Although I am neither an expert on nor a particular fan of Dark Shadows, I would be beyond remiss if I did not note the passing at 87 of its star, Jonathan Frid; after all, creator Dan Curtis soon afterward became Richard Matheson’s most frequent collaborator. I was going to say that I was unfamiliar with Frid’s oeuvre outside the genre when I discovered that, aside from his prestigious stage career, he didn’t have one: of his five IMDb entries, three are manifestations of Dark Shadows (the original 1967-71 ABC serial; the slam-bang 1970 theatrical compression, House of Dark Shadows, which I heartily enjoyed; and a cameo in Tim Burton‘s imminent travesty). The others are The Devil’s Daughter, a 1973 TV-movie from Somewhere in Time director Jeannot Szwarc that I have yet to see, and Seizure, Oliver Stone’s indescribably bizarre 1974 feature-film directorial debut, in which Frid co-starred with Martine Beswick and Hervé Villechaize (’nuff said).
Be that as it may, my experience with Dark Shadows was restricted mainly to catching occasional episodes when what was then the Sci-Fi Channel showed two every weekday morning in the early ’90s, at which time–to be blunt–I finally gave up because, no matter how many monsters it featured, it was still a soap opera, with all of the glacial pacing that entailed.

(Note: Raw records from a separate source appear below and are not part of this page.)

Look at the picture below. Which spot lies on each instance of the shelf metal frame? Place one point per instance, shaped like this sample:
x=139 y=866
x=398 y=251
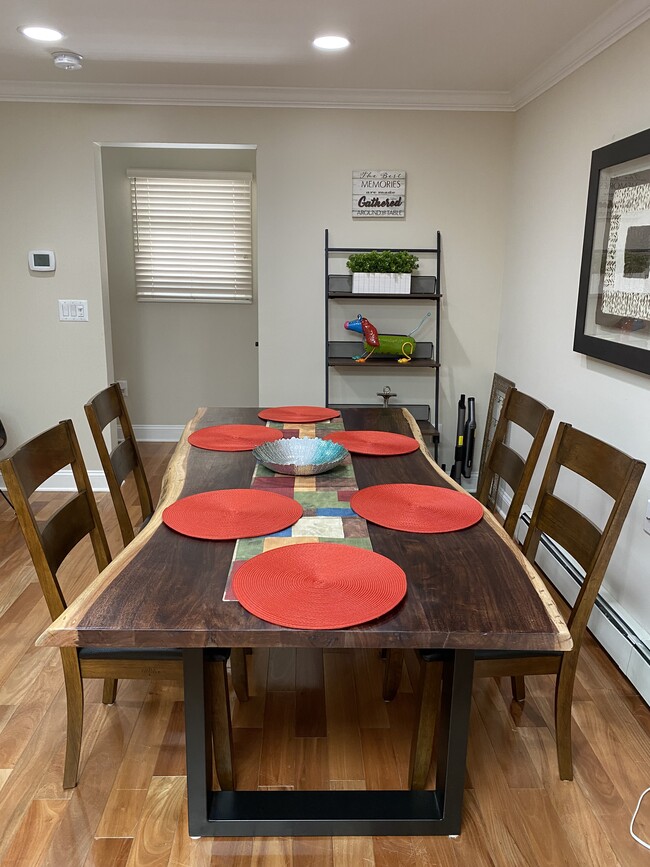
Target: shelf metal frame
x=342 y=296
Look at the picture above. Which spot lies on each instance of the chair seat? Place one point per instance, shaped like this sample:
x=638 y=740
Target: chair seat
x=479 y=655
x=215 y=654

But I saw enough to know that no matter how shaky the sets, silly the scripts or amateurish some of the acting may have been, Frid was always a class act, investing his character of Barnabas Collins with a complexity rare in screen vampires. As Curtis himself once said, “In most of my horror [stories], I try to find an additional dimension to the monster. Sometimes you actually end up feeling sorry for him. We certainly did that with Barnabas,” and that he was able to so successfully is, in many ways, a tribute to Jonathan Frid.

“imminent travesty”? The preview was hilarious. I had no interest in the film till I saw the preview; now, I can’t wait! “They tried to stone me once”–priceless!
Guess they’ve found their target audience!